Du sang ! Du sang… Les honnêtes gens sont venus voir.

Allons ! triomphateur étale tes conquêtes. Portes du cœur, les oreilles, closes aux raisons, s’ouvrent aux menaces. Parle ! Quelle chaire, quel piédestal plus haut as-tu rêvé ? Impatiente du jeu, déjà la foule trépigne. Donne, donne-lui ton acte sanglant à dévorer. Enthousiaste, héros, criminel, officie ! Missionnaire qui reviens des contrées populaires, homme saint, que la souffrance et la misère ont consacré, les fronts sont prosternés, élève bien haut l’hostie, — car c’est elle que les hommes adorent, — du sang, du sang.

— Mais je n’ai rien voulu que ce bonheur des hommes. On dit qu’il est en eux. Je l’ai cru, je le crois…

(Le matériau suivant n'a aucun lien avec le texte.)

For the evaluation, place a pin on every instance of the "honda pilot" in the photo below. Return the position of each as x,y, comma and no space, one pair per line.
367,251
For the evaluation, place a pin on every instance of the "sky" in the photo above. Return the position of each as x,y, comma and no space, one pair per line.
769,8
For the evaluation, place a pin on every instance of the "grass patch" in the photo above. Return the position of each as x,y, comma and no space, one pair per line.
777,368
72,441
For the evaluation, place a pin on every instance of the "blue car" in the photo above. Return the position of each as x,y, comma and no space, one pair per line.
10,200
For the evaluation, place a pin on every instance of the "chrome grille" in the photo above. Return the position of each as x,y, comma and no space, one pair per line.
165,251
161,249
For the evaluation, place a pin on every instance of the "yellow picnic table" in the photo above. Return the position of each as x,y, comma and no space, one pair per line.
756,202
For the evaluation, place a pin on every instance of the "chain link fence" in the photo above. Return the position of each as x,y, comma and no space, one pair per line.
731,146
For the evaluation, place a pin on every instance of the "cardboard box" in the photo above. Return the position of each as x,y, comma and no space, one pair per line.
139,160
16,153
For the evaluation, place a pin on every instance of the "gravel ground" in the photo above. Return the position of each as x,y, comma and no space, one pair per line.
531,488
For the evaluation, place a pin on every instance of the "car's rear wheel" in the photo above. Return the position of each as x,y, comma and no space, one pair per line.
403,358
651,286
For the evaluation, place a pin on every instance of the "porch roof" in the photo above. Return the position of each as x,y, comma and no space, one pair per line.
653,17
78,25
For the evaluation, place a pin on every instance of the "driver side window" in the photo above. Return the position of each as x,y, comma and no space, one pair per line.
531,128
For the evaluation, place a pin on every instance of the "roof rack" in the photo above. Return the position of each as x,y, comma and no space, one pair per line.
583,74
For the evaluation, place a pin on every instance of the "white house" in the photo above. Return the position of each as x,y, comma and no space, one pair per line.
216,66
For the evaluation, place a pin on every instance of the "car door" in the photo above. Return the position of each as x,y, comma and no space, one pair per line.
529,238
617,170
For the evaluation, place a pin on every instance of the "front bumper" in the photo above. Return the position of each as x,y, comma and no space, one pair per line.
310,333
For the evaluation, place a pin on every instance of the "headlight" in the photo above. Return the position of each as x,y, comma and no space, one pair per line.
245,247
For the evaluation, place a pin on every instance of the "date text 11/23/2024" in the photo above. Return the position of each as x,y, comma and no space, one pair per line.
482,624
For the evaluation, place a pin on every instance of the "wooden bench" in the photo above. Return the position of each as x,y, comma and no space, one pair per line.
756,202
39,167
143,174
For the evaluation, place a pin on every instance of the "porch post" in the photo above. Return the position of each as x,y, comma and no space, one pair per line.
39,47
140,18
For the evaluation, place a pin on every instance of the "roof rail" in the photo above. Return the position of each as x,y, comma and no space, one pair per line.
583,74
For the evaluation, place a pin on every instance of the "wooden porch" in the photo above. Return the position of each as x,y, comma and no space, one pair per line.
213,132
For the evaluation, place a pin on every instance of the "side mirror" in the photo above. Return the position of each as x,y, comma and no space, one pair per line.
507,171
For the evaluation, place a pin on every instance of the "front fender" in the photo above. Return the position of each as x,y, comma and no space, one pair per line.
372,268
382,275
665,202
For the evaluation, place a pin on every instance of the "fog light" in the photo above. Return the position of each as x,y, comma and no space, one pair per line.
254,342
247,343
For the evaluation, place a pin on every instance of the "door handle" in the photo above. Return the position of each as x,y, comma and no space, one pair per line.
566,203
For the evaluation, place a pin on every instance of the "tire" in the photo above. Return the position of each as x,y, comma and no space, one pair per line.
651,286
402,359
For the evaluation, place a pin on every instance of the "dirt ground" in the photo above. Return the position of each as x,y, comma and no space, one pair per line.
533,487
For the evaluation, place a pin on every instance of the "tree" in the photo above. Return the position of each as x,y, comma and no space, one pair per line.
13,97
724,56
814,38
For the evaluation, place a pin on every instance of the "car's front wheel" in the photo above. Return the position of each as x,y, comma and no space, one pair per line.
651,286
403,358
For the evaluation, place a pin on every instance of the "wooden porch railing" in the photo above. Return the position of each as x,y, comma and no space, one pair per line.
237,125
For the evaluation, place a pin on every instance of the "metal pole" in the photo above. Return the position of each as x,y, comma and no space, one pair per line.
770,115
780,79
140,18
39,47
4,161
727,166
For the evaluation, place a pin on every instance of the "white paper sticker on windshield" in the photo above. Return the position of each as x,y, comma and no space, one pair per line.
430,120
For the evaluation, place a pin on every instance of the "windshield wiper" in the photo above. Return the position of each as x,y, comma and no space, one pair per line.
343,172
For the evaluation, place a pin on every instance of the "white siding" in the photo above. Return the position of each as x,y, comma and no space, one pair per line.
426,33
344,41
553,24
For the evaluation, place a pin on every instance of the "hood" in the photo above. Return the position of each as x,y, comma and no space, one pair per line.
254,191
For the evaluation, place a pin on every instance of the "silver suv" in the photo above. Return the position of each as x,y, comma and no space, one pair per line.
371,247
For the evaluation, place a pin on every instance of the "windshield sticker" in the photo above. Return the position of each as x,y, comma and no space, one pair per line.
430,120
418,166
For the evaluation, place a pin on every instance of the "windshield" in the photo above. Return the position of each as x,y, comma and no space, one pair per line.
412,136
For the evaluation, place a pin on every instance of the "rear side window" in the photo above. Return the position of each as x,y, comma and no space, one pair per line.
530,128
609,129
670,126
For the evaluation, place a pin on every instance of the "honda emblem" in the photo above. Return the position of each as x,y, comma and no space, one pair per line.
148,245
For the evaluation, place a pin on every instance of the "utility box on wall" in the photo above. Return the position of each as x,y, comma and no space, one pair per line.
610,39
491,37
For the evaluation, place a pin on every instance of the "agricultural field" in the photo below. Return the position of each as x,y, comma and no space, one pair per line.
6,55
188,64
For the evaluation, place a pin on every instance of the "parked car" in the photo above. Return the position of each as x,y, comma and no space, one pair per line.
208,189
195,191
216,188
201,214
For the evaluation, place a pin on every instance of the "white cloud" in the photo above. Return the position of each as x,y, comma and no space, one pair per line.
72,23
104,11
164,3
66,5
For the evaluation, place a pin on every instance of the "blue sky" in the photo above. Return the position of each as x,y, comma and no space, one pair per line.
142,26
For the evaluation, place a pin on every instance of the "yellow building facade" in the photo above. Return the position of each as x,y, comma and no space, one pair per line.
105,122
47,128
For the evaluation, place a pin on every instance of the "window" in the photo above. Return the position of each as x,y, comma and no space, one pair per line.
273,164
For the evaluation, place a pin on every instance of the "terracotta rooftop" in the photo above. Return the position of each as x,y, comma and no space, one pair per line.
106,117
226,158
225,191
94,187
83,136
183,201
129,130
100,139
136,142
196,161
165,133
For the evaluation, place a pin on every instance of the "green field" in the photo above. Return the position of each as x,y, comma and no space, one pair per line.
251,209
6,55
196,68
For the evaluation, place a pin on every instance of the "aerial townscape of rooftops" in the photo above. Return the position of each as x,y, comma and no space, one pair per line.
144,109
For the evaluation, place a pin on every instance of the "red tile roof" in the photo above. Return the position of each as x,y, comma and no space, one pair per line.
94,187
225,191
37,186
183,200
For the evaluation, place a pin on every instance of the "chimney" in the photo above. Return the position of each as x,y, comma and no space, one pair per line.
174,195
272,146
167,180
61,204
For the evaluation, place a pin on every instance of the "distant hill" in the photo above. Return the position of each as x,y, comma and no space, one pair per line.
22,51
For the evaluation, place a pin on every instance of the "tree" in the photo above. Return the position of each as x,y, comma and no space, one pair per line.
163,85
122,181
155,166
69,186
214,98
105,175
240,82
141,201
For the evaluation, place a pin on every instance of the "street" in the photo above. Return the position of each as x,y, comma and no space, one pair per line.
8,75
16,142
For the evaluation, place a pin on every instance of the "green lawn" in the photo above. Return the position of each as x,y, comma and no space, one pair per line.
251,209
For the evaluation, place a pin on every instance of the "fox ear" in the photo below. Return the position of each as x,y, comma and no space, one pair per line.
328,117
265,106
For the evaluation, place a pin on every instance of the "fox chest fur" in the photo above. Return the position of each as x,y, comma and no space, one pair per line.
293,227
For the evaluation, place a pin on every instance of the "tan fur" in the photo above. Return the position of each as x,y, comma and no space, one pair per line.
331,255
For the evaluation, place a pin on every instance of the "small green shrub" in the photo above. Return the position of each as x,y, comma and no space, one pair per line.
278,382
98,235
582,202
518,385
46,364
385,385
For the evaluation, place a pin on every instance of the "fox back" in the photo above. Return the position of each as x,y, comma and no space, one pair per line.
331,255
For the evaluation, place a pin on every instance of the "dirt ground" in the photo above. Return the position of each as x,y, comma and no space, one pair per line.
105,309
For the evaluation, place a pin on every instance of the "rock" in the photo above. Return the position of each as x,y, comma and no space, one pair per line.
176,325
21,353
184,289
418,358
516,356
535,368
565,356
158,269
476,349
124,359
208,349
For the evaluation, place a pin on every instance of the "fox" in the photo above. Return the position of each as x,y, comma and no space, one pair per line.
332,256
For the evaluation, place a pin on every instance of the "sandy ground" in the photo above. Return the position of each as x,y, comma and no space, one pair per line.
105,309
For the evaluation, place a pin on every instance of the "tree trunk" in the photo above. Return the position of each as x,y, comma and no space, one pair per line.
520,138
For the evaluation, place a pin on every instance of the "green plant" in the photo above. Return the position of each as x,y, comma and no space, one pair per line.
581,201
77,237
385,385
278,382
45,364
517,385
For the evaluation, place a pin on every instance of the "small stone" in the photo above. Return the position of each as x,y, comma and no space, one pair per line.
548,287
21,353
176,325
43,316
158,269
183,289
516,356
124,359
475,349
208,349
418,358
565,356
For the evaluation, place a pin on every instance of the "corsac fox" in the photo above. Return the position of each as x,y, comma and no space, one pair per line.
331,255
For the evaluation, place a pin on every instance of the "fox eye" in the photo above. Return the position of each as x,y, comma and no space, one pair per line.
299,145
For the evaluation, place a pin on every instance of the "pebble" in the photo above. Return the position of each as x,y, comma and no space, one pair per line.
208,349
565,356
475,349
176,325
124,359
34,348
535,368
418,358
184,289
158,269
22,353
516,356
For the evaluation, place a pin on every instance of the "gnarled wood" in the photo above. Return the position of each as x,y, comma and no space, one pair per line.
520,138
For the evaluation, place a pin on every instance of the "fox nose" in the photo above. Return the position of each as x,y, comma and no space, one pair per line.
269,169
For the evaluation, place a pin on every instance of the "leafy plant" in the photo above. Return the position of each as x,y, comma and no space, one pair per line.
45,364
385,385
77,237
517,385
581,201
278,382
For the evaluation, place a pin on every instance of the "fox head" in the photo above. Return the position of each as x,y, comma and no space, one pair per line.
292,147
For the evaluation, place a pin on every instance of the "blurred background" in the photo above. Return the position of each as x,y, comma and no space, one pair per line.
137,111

Oh ! lever les trappes qui les empêchent de descendre au fond d’eux-mêmes !

— Du sang, du sang. C’est du sang, nous, que nous voulons. Les honnêtes gens t’écoutent et veulent de toi du crime. Ce n’est pas vrai, tu n’as pas tué pour le bonheur des hommes. Tu as tué comme on tue toujours, parce qu’on veut tuer, parce que c’est naturel et que ça fait du bien, comme l’on fait la chasse aux bêtes dans les bois, comme on égorge les petites filles qu’on a violées, comme on défend à coups de fusil des drapeaux, et comme nous allons te tuer tout à l’heure !…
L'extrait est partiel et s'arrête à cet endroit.